Eau chaude sanitaire : régler la température du ballon pour économiser
Le ballon d’eau chaude est le deuxième poste de consommation énergétique dans beaucoup de logements, après le chauffage. Sa température de consigne adaptée se situe entre 55 °C et 60 °C. En dessous, le risque de développement bactérien (légionellose) augmente. Au-dessus, l’énergie dépensée pour maintenir l’eau à haute température est gaspillée.
Réduire la durée des douches et installer un pommeau économe en eau diminue à la fois la consommation d’eau et l’énergie nécessaire pour la chauffer. Un pommeau économe réduit le débit sans altérer le confort perçu grâce à un système d’aération du jet.
Actions concrètes sur le poste eau chaude
- Vérifier le réglage du thermostat du ballon et le positionner entre 55 °C et 60 °C
- Programmer le ballon en heures creuses si le contrat d’électricité le permet, pour profiter d’un prix du kWh réduit
- Isoler les tuyaux d’eau chaude dans les zones non chauffées (garage, cave) pour limiter les déperditions de chaleur entre le ballon et les points de puisage
Isolation du logement : l’investissement qui réduit durablement la consommation
Les gestes quotidiens atteignent une limite si le logement lui-même laisse s’échapper la chaleur. L’isolation des combles et de la toiture constitue la priorité, car la chaleur monte et s’échappe principalement par le haut. Les murs et les fenêtres viennent ensuite.

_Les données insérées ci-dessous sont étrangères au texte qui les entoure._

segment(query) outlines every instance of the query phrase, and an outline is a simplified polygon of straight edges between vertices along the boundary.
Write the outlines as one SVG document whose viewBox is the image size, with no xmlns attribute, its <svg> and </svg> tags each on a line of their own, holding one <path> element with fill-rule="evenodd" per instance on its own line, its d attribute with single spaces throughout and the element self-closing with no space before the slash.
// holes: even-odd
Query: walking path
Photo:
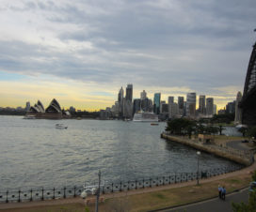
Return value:
<svg viewBox="0 0 256 212">
<path fill-rule="evenodd" d="M 256 157 L 255 157 L 256 158 Z M 254 162 L 252 165 L 229 174 L 221 174 L 213 176 L 206 179 L 200 179 L 200 184 L 205 184 L 208 182 L 217 181 L 221 179 L 225 179 L 228 177 L 233 177 L 238 176 L 241 174 L 249 174 L 249 173 L 256 170 L 256 162 Z M 114 192 L 114 193 L 108 193 L 108 194 L 103 194 L 101 195 L 104 199 L 109 199 L 109 198 L 115 198 L 115 197 L 123 197 L 123 196 L 129 196 L 134 194 L 141 194 L 145 192 L 153 192 L 153 191 L 159 191 L 164 189 L 169 189 L 172 188 L 182 188 L 186 186 L 193 186 L 196 184 L 196 181 L 188 181 L 184 183 L 177 183 L 177 184 L 170 184 L 170 185 L 165 185 L 165 186 L 159 186 L 159 187 L 153 187 L 153 188 L 145 188 L 145 189 L 133 189 L 129 191 L 122 191 L 122 192 Z M 86 201 L 91 200 L 91 202 L 94 202 L 95 196 L 87 198 Z M 58 199 L 58 200 L 45 200 L 45 201 L 39 201 L 39 202 L 26 202 L 26 203 L 8 203 L 8 204 L 0 204 L 0 210 L 1 209 L 10 209 L 10 208 L 25 208 L 25 207 L 33 207 L 33 206 L 47 206 L 47 205 L 56 205 L 56 204 L 86 204 L 86 201 L 83 200 L 80 197 L 76 198 L 67 198 L 67 199 Z"/>
</svg>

Avant d’engager des travaux lourds, des actions simples améliorent déjà la situation : poser des joints sur les fenêtres qui laissent passer des courants d’air, installer des rideaux épais devant les baies vitrées en hiver, ou placer un réflecteur derrière les radiateurs fixés sur un mur donnant sur l’extérieur.
L’isolation ne concerne pas que l’hiver. Un logement bien isolé reste plus frais en été et limite le recours à la climatisation, un poste de consommation électrique en forte croissance lors des épisodes de chaleur.
La hiérarchie des actions compte plus que leur nombre. Régler son chauffage à 19 °C, supprimer les veilles des appareils électriques et choisir des équipements sobres à l’achat couvrent l’essentiel du potentiel d’économies d’énergie accessible sans travaux. L’isolation du logement prend le relais pour des gains durables sur la facture énergétique.